Complete contest criteria and information are available from the DNR Information Center, 500 Lafayette Road, St. Paul, MN 55155, or by calling (651) 296-6157 or toll-free 888-646-6367.

Information is also available online at www.mndnr.gov/contests.

CO weekley reports
From the DNR

• CO Rick Reller (Buffalo) and COC Mueller worked the Labor Day weekend checking early goose and dove hunters.
Time was also spent working area lakes.
A boat was seen with no registration. Upon further investigation, the operator was found to be in possession of a small amount of marijuana and drug paraphernalia. Enforcement action was taken.
A passenger in the boat was also cited for fishing without a license.
Officers checked multiple kids on the Youth Waterfowl day.
While hunting was slow, a couple of ducks were shot and it looked like the kids were having a good time.
Parents keep in mind, youth under the age of 16 need to get their free small game license and HIP certification before hunting.

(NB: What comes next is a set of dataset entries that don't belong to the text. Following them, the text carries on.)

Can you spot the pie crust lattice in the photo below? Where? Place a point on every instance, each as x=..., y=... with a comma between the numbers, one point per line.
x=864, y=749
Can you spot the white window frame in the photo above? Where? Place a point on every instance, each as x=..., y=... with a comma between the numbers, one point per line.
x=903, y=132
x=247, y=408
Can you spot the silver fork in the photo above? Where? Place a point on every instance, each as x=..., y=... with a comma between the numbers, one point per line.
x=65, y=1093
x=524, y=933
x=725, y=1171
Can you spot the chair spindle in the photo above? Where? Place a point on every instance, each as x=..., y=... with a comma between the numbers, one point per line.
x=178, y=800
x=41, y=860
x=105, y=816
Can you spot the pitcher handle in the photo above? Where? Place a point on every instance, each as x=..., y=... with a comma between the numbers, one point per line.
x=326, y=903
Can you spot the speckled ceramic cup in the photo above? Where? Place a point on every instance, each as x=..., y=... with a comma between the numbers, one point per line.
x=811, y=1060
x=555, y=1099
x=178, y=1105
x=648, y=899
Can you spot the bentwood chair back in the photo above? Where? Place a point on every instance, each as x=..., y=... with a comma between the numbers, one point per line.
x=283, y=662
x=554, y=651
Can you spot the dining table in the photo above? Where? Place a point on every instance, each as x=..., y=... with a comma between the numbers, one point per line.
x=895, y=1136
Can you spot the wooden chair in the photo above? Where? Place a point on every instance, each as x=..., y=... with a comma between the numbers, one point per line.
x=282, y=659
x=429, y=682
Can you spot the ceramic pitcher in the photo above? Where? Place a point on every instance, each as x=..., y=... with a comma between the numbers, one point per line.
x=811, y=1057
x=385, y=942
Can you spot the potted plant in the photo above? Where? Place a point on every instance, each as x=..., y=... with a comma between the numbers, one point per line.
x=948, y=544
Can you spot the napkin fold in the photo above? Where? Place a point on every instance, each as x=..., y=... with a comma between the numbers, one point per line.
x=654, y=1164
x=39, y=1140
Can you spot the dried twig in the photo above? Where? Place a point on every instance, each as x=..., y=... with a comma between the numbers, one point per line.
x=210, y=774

• CO Steve Walter (Waconia) worked a boat and water safety detail on the Mississippi River in Hastings as work was done on the new bridge.
Youth waterfowl day was a success for many young hunters all having pretty good luck.
Goose hunters were checked but with the warm weather success has been poor.
Telephone calls were returned all week on hunting questions.

• CO Wayne Hatlestad (Litchfield) checked early goose and dove hunting activity.
Additional time was spent checking angling, boating, and AIS activity.
Hatlestad also handled beaver complaints, and enforced state forestry fire and ATV laws.
Time was also spent speaking at a FAS class in Cedar Mills and attending a regional meeting.

• CO Brett Oberg (Hutchinson) reports working the early goose and dove seasons as well as youth waterfowl day.
CO Oberg also spent time answering questions at the McLeod County Ducks Unlimited banquet and worked the Wall of Shame trailer at the Minnesota Waterfowl Associations Prairie Pothole event.
Time was also spent doing AIS and ATV enforcement in the area.